Startup company Typesafe is launching on Thursday a software stack anchored by the Java Virtual Machine-compatible Scala programming language and geared toward parallel and distributed computing environments.
Typesafe is headed by CEO Martin Odersky, who developed Scala, and has Java founder James Gosling on its board of advisors. Odersky said he first released Scala seven years ago because “I saw that we would need to change our programming style and methodologies for this new world of concurrency and parallelism.” The company’s open source Typesafe Stack includes the Scala runtime as well as Akka middleware and developer tools. With its open source stack, Typesafe is seeking to take Scala to mainstream enterprise development and will offer subscription-based commercial support and maintenance.
The Typesafe architecture is designed for parallel and distributed computing and offers scalability and reliability advantages, the company said. Scala itself is geared to multicore architectures and cloud computing workloads and is interoperable with existing enterprise Java investments.

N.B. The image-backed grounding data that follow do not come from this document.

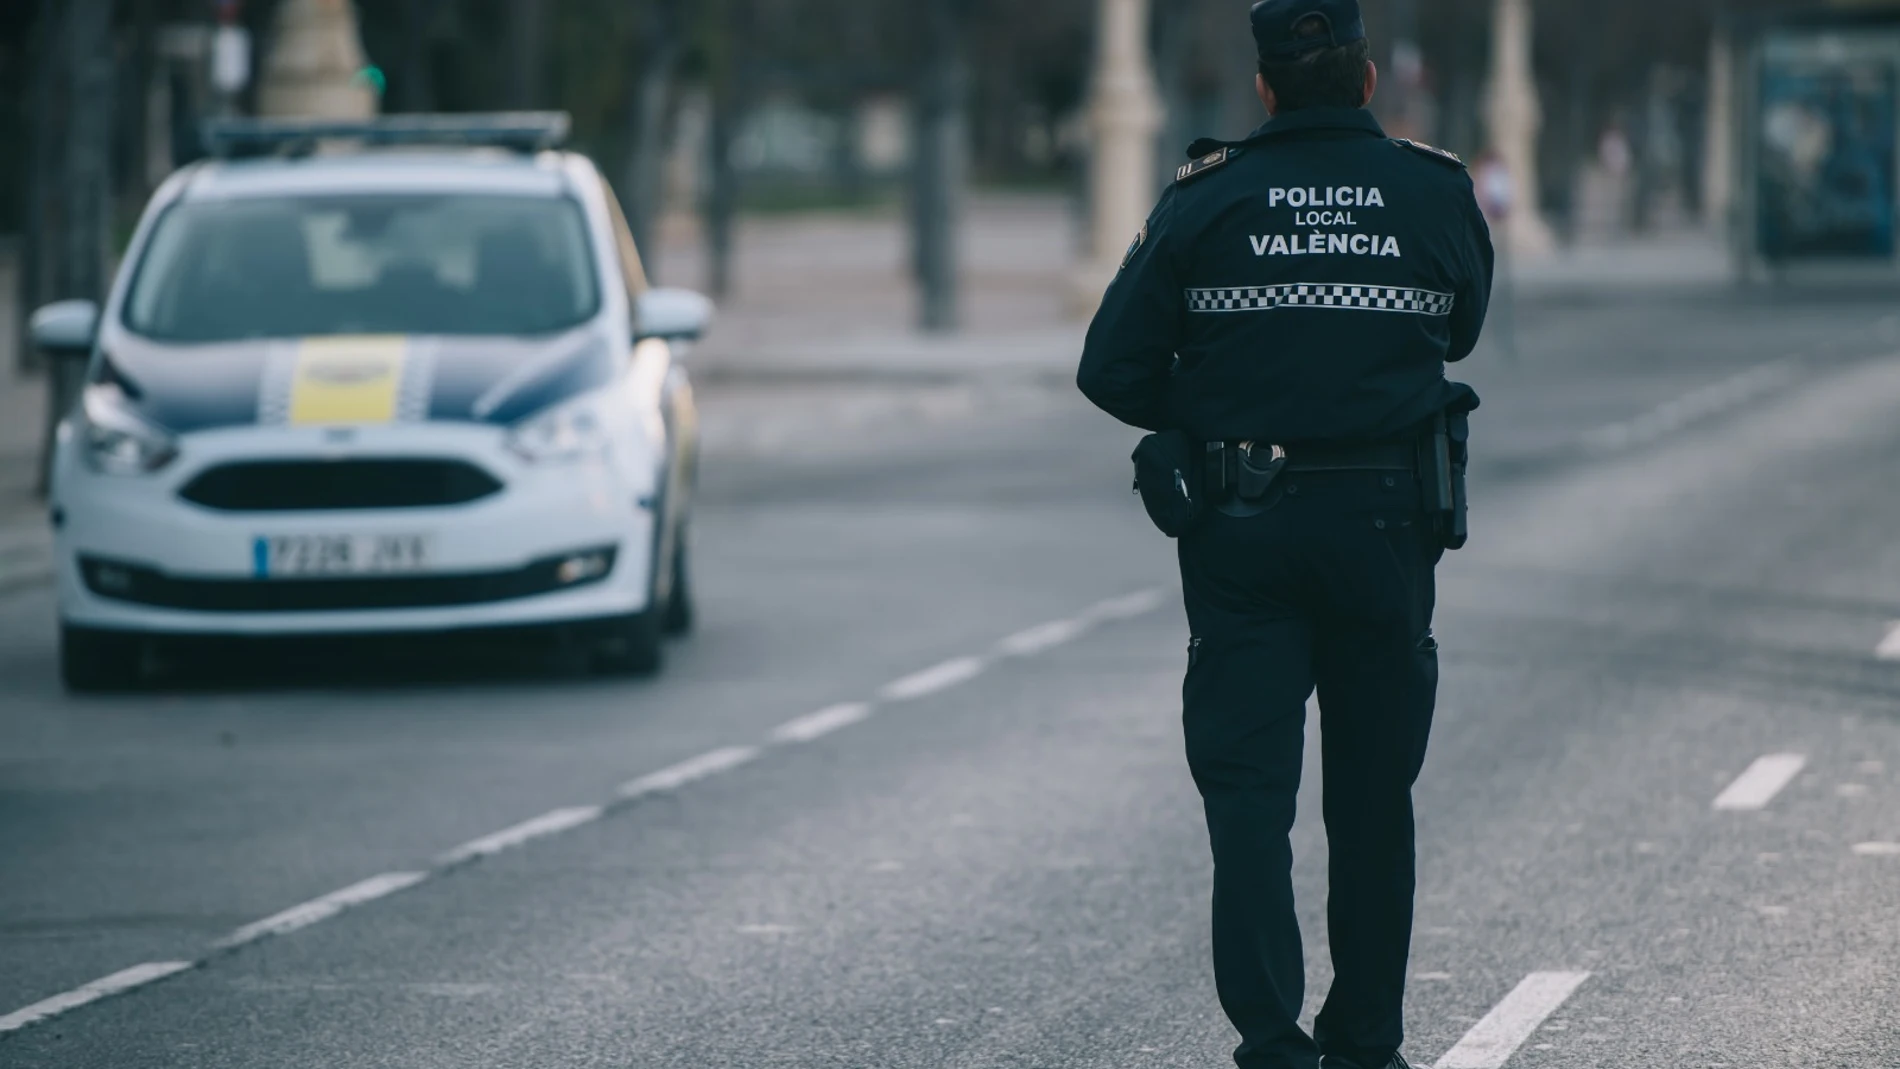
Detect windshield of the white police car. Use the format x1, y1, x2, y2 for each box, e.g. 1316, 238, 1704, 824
125, 196, 600, 342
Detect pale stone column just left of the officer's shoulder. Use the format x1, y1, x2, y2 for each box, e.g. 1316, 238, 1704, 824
1072, 0, 1163, 315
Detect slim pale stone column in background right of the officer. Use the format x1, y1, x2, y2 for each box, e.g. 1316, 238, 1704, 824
1484, 0, 1556, 256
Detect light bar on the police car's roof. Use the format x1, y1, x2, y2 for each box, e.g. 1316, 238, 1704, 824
203, 112, 572, 159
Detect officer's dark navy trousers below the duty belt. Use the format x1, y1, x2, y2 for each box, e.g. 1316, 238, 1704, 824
1180, 471, 1440, 1069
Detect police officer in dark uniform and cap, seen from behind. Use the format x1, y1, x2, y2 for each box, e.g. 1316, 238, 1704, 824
1077, 0, 1493, 1069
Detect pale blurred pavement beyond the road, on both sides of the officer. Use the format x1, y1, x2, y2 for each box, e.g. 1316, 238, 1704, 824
654, 194, 1729, 385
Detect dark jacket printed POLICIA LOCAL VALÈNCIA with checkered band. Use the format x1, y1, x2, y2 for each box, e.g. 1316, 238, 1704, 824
1077, 108, 1493, 444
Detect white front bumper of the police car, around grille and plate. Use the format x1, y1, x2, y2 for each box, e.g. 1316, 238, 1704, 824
53, 423, 656, 636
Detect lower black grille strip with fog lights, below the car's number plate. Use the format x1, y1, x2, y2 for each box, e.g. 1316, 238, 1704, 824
80, 547, 616, 613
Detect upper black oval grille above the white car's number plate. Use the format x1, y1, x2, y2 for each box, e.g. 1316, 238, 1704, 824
179, 458, 502, 513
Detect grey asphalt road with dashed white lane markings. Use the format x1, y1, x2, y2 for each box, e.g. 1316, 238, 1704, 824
0, 294, 1900, 1069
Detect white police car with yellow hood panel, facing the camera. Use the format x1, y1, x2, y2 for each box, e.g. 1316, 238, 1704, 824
32, 114, 711, 691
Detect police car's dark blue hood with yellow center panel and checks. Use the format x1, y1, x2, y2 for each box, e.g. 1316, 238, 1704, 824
97, 328, 618, 433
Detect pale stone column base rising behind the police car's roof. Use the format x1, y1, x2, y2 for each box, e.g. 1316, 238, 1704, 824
257, 0, 376, 120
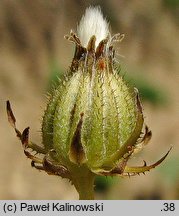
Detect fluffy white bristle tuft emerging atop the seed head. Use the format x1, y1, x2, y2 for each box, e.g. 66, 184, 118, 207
77, 7, 109, 47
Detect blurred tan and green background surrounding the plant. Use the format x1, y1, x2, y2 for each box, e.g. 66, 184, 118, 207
0, 0, 179, 199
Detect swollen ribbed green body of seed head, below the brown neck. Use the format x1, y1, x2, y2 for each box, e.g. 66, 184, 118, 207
42, 66, 138, 170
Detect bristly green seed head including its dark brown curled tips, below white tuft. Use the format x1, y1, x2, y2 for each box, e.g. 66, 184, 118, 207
42, 8, 143, 172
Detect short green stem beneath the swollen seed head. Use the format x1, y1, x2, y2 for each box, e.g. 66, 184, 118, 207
72, 167, 95, 200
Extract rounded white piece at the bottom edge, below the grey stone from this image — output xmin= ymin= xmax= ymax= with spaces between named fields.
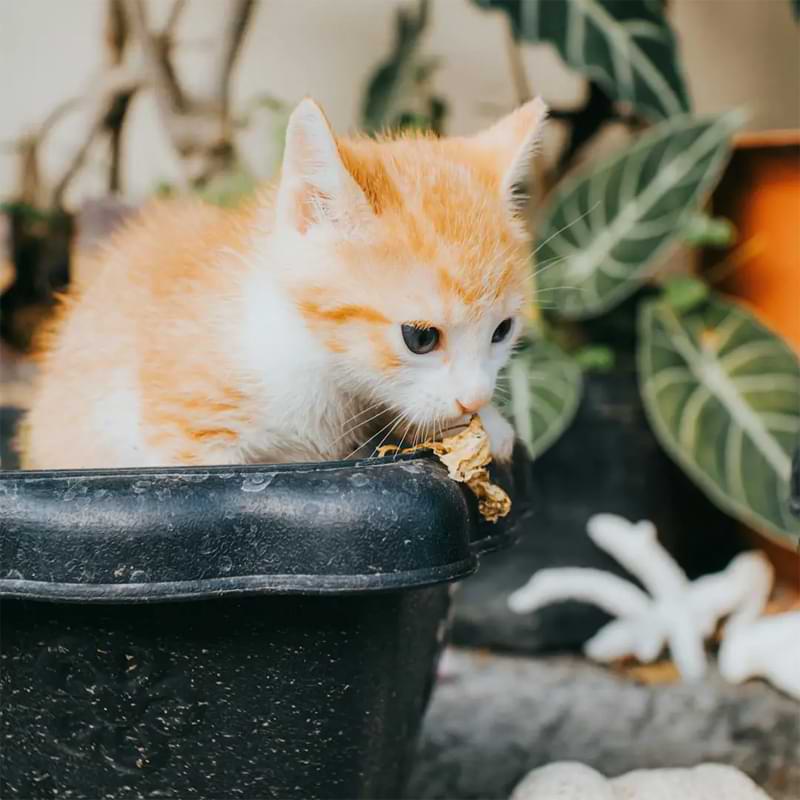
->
xmin=510 ymin=761 xmax=769 ymax=800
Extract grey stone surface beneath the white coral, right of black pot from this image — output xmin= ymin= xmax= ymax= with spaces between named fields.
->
xmin=408 ymin=650 xmax=800 ymax=800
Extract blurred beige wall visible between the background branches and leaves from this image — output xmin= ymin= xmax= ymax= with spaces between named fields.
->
xmin=0 ymin=0 xmax=800 ymax=205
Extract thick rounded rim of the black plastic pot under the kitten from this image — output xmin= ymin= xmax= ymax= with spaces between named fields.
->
xmin=0 ymin=455 xmax=513 ymax=603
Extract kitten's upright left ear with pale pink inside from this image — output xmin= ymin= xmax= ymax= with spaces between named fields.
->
xmin=277 ymin=98 xmax=370 ymax=233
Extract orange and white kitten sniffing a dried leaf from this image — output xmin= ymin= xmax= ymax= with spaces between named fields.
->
xmin=21 ymin=100 xmax=546 ymax=469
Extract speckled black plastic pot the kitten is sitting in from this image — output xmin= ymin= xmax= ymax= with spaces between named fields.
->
xmin=0 ymin=458 xmax=510 ymax=800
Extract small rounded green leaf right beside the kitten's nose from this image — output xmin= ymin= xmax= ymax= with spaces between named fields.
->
xmin=499 ymin=339 xmax=582 ymax=458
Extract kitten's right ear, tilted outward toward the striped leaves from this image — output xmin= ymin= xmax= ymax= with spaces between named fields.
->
xmin=475 ymin=97 xmax=547 ymax=215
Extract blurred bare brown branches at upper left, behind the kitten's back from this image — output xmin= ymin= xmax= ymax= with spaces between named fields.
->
xmin=0 ymin=0 xmax=262 ymax=350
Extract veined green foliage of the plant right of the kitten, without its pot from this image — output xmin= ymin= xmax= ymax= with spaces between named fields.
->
xmin=460 ymin=0 xmax=800 ymax=552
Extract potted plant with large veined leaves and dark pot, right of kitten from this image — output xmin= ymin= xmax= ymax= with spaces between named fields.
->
xmin=454 ymin=0 xmax=800 ymax=650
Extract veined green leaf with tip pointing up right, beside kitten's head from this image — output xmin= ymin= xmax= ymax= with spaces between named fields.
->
xmin=536 ymin=112 xmax=742 ymax=319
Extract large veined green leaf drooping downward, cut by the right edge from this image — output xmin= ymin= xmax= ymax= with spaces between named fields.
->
xmin=639 ymin=296 xmax=800 ymax=536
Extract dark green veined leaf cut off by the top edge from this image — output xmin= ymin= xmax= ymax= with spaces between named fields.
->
xmin=478 ymin=0 xmax=689 ymax=121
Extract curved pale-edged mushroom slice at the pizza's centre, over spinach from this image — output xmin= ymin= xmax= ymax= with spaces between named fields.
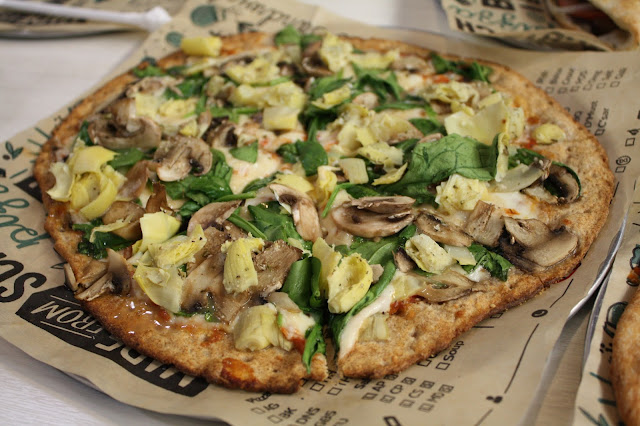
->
xmin=269 ymin=183 xmax=322 ymax=241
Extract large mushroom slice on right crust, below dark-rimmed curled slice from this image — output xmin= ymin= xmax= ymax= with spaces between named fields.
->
xmin=500 ymin=218 xmax=578 ymax=272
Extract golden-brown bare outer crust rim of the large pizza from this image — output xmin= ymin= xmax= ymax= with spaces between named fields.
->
xmin=35 ymin=33 xmax=613 ymax=392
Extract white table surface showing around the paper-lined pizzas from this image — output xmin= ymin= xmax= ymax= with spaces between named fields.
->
xmin=0 ymin=0 xmax=591 ymax=425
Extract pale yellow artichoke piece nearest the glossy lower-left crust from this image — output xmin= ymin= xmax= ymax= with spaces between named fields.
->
xmin=133 ymin=264 xmax=184 ymax=312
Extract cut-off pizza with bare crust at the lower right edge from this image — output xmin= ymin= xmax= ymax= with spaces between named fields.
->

The language integrates object-oriented and functional language features. “Functional programming is essentially programming without changing state,” Odersky said.
Akka middleware offers an event-driven framework for building high-performance applications, said Typesafe. Business logic is decoupled from low-level mechanisms such as threads, locks, and non-blocking I/O. Akka, which is written in Scala, supports concurrency for applications such as financial systems, which can be distributed over several computers and have results merged. Also featured with the Typesafe stack is the Scala IDE for Eclipse, which offers syntax highlighting, code completion, and integrated debugging.
Typesafe also will offer tools for monitoring and management.